Khantwal CMChandra M , Abraham SJ Sherwin J , Han W Wei , Jiang T Tao , Chavan TS Tanmay S , Cheng RC Ricky C , Elvington SM Shelley M , Liu CW Corey W , Mathews II Irimpan I , Stein RA Richard A , Mchaourab HS Hassane S , Tajkhorshid E Emad , Maduke M Merritt . eLife. 2016 ; 5().

ABSTRACT


CLC secondary active transporters exchange Cl(-) for H(+). Crystal structures have suggested that the conformational change from occluded to outward-facing states is unusually simple, involving only the rotation of a conserved glutamate (Gluex) upon its protonation. Using (19)F NMR, we show that as [H(+)] is increased to protonate Gluex and enrich the outward-facing state, a residue ~20 Å away from Gluex, near the subunit interface, moves from buried to solvent-exposed. Consistent with functional relevance of this motion, constriction via inter-subunit cross-linking reduces transport. Molecular dynamics simulations indicate that the cross-link dampens extracellular gate-opening motions.

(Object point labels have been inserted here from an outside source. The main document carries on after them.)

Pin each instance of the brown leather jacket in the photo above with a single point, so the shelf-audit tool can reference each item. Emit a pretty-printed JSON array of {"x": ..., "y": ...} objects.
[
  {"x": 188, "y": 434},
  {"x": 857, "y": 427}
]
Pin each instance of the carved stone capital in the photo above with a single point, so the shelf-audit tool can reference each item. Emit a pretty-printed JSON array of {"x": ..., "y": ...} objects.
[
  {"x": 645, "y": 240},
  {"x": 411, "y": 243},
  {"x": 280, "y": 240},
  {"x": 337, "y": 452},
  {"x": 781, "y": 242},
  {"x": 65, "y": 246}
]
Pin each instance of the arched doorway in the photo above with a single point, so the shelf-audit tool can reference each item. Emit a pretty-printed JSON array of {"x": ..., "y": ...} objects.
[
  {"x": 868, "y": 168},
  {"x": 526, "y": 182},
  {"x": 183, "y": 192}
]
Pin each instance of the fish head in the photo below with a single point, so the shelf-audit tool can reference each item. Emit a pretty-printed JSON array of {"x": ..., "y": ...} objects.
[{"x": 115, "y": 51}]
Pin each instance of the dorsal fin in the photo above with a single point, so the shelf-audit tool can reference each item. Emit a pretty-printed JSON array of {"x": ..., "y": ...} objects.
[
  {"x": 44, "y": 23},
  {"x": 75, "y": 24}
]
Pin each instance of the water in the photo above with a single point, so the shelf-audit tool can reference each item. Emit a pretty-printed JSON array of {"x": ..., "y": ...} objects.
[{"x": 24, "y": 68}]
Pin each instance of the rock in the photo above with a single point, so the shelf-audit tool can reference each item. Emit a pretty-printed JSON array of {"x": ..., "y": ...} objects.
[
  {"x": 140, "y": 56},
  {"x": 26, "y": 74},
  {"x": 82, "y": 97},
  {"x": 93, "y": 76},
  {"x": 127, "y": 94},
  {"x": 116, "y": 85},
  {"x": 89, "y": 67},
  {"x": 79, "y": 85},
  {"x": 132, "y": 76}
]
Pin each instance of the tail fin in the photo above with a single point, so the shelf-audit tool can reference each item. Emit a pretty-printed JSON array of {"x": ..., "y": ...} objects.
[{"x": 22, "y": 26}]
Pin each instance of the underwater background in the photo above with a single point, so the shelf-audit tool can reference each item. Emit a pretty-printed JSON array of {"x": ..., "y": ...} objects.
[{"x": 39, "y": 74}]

In support of this model, mutations that decrease steric contact between Helix N (part of the extracellular gate) and Helix P (at the subunit interface) remove the inhibitory effect of the cross-link. Together, these results demonstrate the formation of a previously uncharacterized 'outward-facing open' state, and highlight the relevance of global structural changes in CLC function.